MoonshotAI, the Beijing-based AI lab, published Attention Residuals (AttnRes) — a replacement for standard residual connections in Transformer architectures that uses learned, input-dependent attention over layer depth instead of fixed-weight accumulation. The method was released alongside a preprint PDF and an open-source codebase. Author details were not available at time of publication from the repository’s publicly accessible materials.
- AttnRes replaces fixed-weight additive residuals with a softmax-weighted aggregation of all earlier layer representations, computed via a single learned pseudo-query per layer.
- Block AttnRes reduces memory complexity from O(Ld) to O(Nd) by partitioning layers into approximately eight blocks — making the approach practical for large-scale training.
- Scaling law experiments reported in the paper showed AttnRes “consistently outperforms the baseline across all compute budgets.”
- The repository includes PyTorch-style pseudocode, and the Block variant is positioned as a drop-in replacement requiring minimal architecture changes.
What Happened
MoonshotAI released Attention Residuals (AttnRes) via a public GitHub repository that includes a preprint PDF and an arXiv submission. The method targets a structural limitation in standard residual connections: as Transformer depth increases, uniform additive accumulation of layer outputs dilutes each layer’s contribution and allows hidden-state magnitudes to grow without bound. The researchers identify this as a well-known problem specific to PreNorm configurations, the normalization strategy used in most modern large language models. AttnRes replaces fixed-unit-weight accumulation with a learned attention mechanism that gives each layer selective, content-aware access to all previous layer representations.
Why It Matters
Residual connections have been a core component of Transformer architectures since their adoption from deep residual networks, and their design — uniform additive accumulation with fixed unit weights — has remained essentially unchanged. The MoonshotAI team writes in the repository documentation that this approach results in “uniform aggregation [that] dilutes each layer’s contribution and causes hidden-state magnitudes to grow unboundedly,” framing it as an inherent liability at depth rather than an incidental implementation issue.

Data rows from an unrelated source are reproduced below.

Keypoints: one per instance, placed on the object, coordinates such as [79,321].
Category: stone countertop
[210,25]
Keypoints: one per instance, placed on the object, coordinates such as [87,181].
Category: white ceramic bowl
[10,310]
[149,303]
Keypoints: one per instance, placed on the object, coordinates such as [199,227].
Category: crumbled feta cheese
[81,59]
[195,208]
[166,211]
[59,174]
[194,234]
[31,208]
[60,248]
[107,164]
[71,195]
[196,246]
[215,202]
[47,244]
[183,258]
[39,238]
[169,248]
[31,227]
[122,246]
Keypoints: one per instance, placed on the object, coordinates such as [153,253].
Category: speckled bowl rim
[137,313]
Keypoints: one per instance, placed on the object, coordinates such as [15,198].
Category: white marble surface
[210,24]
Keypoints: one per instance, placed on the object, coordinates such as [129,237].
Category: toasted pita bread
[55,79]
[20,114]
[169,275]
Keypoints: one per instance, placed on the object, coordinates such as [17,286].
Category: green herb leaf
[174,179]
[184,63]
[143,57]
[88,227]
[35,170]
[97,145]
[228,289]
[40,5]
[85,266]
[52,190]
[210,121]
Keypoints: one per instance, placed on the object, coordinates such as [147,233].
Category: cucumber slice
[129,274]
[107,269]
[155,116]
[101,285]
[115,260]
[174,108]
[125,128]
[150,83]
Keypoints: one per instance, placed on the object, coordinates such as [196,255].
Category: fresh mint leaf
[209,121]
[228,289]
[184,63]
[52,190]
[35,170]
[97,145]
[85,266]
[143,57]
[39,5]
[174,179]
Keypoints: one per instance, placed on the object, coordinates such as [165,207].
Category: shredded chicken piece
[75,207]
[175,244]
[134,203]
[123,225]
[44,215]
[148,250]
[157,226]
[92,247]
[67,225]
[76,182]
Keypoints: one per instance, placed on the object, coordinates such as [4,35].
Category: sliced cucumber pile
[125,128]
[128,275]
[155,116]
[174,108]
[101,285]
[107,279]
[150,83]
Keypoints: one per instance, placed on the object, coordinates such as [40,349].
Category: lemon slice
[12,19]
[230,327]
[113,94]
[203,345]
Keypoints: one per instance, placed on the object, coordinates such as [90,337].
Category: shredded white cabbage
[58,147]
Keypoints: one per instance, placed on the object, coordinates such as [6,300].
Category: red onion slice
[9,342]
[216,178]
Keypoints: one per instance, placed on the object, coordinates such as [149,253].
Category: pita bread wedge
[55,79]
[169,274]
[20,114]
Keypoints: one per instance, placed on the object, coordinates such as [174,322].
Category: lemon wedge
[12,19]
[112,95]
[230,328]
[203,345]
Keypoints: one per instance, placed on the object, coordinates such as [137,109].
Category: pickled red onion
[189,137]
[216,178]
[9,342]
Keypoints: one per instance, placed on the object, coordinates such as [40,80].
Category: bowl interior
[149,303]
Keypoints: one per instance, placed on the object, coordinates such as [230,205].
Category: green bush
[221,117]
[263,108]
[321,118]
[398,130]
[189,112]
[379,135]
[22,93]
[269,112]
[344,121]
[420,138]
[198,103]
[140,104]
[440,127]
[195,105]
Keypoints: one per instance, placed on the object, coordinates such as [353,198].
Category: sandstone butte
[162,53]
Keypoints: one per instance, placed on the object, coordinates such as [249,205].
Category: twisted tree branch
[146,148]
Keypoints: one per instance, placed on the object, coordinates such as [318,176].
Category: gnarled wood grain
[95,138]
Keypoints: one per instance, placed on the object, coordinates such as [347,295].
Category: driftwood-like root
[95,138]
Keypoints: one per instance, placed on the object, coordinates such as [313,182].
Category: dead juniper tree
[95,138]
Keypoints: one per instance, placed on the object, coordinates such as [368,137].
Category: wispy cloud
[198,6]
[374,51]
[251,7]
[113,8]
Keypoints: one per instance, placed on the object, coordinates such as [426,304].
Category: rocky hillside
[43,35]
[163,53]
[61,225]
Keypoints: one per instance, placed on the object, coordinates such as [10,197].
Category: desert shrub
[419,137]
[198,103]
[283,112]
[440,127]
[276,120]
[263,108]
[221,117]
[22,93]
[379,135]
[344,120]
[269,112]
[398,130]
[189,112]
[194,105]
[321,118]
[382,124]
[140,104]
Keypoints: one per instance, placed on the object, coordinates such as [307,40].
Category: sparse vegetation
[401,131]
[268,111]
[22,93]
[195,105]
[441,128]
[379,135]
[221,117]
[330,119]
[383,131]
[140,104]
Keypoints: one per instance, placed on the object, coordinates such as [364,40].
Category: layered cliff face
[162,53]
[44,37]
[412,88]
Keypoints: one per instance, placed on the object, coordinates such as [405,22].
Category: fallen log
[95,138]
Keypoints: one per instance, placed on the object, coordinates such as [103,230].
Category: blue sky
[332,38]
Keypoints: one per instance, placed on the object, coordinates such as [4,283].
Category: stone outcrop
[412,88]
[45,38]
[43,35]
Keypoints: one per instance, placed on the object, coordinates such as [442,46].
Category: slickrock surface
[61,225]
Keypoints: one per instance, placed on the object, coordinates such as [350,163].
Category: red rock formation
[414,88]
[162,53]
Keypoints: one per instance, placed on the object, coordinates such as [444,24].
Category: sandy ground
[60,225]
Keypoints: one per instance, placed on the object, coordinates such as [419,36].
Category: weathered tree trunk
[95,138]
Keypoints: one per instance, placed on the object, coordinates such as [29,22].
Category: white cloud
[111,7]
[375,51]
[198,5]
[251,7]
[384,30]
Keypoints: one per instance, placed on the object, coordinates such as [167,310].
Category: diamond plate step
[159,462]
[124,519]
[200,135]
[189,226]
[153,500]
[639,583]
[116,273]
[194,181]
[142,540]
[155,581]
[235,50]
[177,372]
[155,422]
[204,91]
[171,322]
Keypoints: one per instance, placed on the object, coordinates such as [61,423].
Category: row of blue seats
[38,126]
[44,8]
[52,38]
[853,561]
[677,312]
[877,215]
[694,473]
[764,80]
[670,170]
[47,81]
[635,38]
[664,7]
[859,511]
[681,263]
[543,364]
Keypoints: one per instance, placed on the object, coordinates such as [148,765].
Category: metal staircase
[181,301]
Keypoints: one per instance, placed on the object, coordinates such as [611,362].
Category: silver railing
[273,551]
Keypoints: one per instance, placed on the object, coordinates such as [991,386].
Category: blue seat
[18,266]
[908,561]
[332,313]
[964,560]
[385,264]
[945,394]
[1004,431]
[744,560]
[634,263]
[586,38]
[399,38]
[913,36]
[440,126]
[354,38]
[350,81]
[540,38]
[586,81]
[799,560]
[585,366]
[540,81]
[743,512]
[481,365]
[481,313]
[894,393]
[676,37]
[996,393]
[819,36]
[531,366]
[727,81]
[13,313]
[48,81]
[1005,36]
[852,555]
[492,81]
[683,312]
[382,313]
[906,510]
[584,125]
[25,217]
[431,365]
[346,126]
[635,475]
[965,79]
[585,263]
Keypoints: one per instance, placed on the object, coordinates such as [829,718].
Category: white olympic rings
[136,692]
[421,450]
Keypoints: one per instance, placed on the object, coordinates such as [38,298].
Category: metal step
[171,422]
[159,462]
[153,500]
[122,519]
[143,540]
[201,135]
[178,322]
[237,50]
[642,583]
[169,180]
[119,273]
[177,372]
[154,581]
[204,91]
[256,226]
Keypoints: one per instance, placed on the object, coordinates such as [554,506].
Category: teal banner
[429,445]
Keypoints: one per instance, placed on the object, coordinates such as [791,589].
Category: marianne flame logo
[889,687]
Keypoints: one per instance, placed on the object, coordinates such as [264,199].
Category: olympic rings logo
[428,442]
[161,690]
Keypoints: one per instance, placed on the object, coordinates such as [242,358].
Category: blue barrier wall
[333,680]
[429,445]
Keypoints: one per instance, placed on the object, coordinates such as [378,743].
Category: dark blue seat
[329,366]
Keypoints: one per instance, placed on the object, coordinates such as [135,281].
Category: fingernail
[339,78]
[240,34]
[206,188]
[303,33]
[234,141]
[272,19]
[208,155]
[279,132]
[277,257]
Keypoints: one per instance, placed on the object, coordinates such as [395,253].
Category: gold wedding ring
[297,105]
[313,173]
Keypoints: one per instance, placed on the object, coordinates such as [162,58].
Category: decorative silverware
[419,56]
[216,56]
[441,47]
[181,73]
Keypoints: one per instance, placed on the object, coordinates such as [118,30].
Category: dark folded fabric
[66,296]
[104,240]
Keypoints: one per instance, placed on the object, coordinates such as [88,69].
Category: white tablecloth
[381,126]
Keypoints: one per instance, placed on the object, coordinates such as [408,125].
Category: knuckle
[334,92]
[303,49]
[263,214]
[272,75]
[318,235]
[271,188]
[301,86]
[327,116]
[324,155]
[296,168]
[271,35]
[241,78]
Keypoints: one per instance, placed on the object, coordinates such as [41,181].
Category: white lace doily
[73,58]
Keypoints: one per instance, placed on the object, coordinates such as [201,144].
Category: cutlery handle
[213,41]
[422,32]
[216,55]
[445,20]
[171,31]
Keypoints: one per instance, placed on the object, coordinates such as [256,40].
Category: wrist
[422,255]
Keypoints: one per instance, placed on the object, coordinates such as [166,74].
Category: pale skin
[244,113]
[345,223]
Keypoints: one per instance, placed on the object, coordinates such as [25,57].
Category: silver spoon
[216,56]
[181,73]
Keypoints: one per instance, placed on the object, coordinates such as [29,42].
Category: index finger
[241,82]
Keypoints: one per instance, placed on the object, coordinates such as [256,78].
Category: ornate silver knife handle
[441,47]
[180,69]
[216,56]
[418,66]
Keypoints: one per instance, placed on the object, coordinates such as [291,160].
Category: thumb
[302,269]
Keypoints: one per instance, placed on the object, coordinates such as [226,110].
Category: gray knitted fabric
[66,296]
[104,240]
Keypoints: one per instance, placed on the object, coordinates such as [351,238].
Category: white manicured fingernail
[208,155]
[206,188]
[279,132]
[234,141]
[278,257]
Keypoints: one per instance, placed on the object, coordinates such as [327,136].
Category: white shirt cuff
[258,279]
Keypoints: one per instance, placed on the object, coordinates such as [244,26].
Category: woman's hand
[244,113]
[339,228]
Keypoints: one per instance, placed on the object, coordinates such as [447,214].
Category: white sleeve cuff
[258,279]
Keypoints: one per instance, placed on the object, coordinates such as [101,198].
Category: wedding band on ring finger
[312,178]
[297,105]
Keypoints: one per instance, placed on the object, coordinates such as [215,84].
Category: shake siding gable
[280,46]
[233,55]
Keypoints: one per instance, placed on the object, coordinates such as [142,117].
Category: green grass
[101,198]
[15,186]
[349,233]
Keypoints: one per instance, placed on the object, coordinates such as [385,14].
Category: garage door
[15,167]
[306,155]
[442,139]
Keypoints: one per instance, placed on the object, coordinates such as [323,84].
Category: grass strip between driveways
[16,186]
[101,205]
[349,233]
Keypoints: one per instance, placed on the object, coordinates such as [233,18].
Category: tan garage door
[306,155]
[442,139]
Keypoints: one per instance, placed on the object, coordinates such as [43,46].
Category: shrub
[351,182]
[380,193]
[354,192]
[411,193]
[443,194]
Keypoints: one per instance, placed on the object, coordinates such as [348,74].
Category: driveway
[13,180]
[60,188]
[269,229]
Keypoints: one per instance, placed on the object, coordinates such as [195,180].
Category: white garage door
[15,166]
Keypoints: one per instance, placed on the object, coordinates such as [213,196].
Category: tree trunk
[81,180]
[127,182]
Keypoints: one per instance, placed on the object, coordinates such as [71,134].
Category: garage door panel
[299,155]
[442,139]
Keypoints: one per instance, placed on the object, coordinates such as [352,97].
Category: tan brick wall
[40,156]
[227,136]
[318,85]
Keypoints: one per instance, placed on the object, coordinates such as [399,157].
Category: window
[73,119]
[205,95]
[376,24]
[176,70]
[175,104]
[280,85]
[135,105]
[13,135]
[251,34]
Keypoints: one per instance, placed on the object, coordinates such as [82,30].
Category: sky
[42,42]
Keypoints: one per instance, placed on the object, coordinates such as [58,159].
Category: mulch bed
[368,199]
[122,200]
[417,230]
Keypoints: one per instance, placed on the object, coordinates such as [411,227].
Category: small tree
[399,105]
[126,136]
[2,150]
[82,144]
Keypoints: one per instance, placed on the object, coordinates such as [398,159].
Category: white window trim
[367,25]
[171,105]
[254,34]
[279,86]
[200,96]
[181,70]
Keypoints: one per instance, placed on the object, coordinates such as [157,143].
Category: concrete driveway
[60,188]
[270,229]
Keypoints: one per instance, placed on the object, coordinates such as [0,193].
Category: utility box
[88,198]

DenseNet-style architectures explored cross-layer feature reuse in convolutional networks, but those approaches relied on fixed concatenation or summation. AttnRes introduces a trainable, input-conditioned variant of the same idea into the Transformer residual stream directly: aggregation weights are computed dynamically from each token’s current representation, rather than being fixed at design time.
Technical Details
In the standard residual formulation, each layer’s output is added to the running hidden state with a fixed weight of one. AttnRes replaces this with a softmax-weighted sum: each layer computes attention weights α using a single learned pseudo-query parameter matched against keys derived from all previous layer outputs, then produces a new hidden state as the weighted combination Σα_i · h_i across all prior representations h_i. Using a single pseudo-query per layer keeps the added parameter count small relative to the full attention sublayer.
Full AttnRes carries O(Ld) memory complexity — where L is total layer count and d is hidden dimension — because all L intermediate hidden states must be stored. At large scale, this becomes a practical bottleneck. The researchers developed Block AttnRes to address it: layers are partitioned into approximately eight blocks, and attention is applied only over compressed block-level representations rather than every individual layer output, reducing memory from O(Ld) to O(Nd) where N is the number of blocks. The team states Block AttnRes “recovers most of Full AttnRes’s gains while serving as a practical drop-in replacement with marginal overhead,” though the exact quantitative gap between the two variants is not specified in the publicly available summary.
Scaling law experiments reported in the paper demonstrated that “AttnRes consistently outperforms the baseline across all compute budgets.” The repository includes PyTorch-style pseudocode for the block_attn_res function, which handles both the completed block representations and the partial running sum within the current in-progress block.
Who’s Affected
The method is directly relevant to ML engineers running Transformer pretraining at scale, particularly teams working with deep model configurations where PreNorm hidden-state growth is most acute. Because Block AttnRes is described as a drop-in replacement compatible with existing architectures, practitioners using standard PyTorch-based training stacks can integrate the component without redesigning their model topology. Researchers studying depth efficiency and representation collapse in large language models will find the scaling law comparisons in the preprint the most immediately applicable evidence.
What’s Next
As of early April 2026, the repository had accumulated 2.9k GitHub stars and 138 forks, indicating active interest from the broader research community. The inclusion of both a preprint PDF and an arXiv submission suggests external review and independent replication attempts are likely already underway. AttnRes has not been demonstrated in a publicly released production model, so its behavior at frontier LLM scale — beyond the scaling law experiments reported in the paper — has not yet been independently validated by external researchers.